'The Weir' review or 'An Irish man, an Irish man and an Irish man walked into a bar...'
'The Weir', Conor McPherson
Donmar Warehouse, Friday 26th April 2013
Written for Culture Wars
An Irish man, an Irish man and an Irish man walked into an (Irish) bar and told some ghost stories. A woman joined them and shared one hell of a horror story of her own. They all got the shivers and they all laughed. In turn, each of the Irish men whispered, 'I am lonely'. These frightened confessions were by far the scariest stories of the night.
It might not take long to summarise Conor McPherson's play but this is still a beast of a play. What gentle, funny, moving theatre! The dialogue is exquisite. It hums, swells, soars, crackles and whispers. The characters are ordinary – yet somehow dazzling in their ordinariness. And the structure is sublime. McPherson writes plays that feel simple but which are tied together with such skill, the themes as delicate as silk, lightly binding everything together but never squeezing too tight.
The characters develop as deftly as the atmosphere, which is initially light-hearted and bolshy but ultimately quiet, honest and raw. Barman Brendan (Peter McDonald) and Jack (Brian Cox) kick things off with deceptive ease. They play out their tired yet entertaining routine, deliberating over drinks they know they will have, gossiping about locals they rarely see and dismissing a life of domestic bliss they will never know.
Local handyman Jim (Ardal O'Hanlon) joins them and he too is living a life of blank pages, holed away with his ill mother who point blank refuses to die. Their easy conversation – which still has thorns thanks to Jack's spiky outbursts – is ruptured by the arrival of local businessman, Finbar (Risteard Cooper). He has brought along Valerie (Dervla Kirwan), new to the town and its idiosyncrasies. The pub morphs with Valerie's arrival. The space seems to contract as the men jostle about for position, unsure of where to sit or stand.
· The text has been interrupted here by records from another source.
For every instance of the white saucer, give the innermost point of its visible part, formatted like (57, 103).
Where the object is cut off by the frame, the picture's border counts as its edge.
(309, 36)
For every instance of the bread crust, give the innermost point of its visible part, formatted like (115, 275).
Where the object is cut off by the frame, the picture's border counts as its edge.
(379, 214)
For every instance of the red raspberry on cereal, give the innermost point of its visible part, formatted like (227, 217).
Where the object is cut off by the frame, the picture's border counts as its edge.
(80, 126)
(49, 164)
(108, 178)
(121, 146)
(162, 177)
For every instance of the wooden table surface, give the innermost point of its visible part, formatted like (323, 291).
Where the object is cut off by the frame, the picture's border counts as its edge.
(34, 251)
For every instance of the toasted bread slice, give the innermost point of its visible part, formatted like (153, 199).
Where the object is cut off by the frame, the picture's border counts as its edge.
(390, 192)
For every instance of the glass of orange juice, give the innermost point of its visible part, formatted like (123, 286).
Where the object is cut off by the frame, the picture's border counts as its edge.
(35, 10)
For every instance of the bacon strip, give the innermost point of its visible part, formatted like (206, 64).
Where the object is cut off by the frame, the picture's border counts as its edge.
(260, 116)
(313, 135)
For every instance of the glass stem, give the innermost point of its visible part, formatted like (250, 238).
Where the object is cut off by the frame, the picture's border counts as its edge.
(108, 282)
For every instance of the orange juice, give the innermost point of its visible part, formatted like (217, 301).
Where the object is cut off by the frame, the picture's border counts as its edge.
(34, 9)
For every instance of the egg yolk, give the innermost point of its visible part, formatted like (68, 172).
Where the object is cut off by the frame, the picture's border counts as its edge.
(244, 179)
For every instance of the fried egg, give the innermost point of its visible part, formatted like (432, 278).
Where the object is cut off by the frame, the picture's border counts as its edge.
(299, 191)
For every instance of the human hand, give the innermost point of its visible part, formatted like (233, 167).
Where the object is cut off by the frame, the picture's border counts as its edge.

And then the horror stories begin. Perhaps there could've been a touch more malice to them; director Josie Rourke teases out some bruising banter but the stories and the storytellers never truly threaten. We feel a touch too safe in their company and there's a whiff of the boy scouts to the ghost stories they tell. For all the shocks and suspense there is comfort in the whole process - not unlike the flickering camp-fire that warms us, as we spin our spooky tales.
Despite the slightly soft-edge to these ghost-stories, they still fill the space beautifully. The whole theatre shrinks and we are drawn closer and closer, drinking and laughing and gasping with the characters on-stage. Dervla Kirwan is an intriguing, baffling presence as newcomer Valerie. She exists on a different emotional plain from everyone else. She examines the men with such a sad intensity, looking for answers in their faces. When the time comes for Valerie to tell her own, deeply personal horror story, it is as she has absorbed all the men's fear and is releasing it in one almighty exhalation.
It is quite something to see the men's appearance change with Valerie's haunting confession. They transform from bragging boys to haggard men, their faces etched with sadness and shame. Brian Cox's transformation is particularly striking. His Jack is initially pumped full of bravado; he moves and speaks with the type of insistent swagger, which stinks of self-doubt. But after Valerie's revelation, Jack drops his performance. His final speech, in which he recalls losing the love of his life, cuts deep. Simple phrases hang heavy with meaning; 'I just...left her out.' A lost love, McPherson whispers, can make ghosts of us all.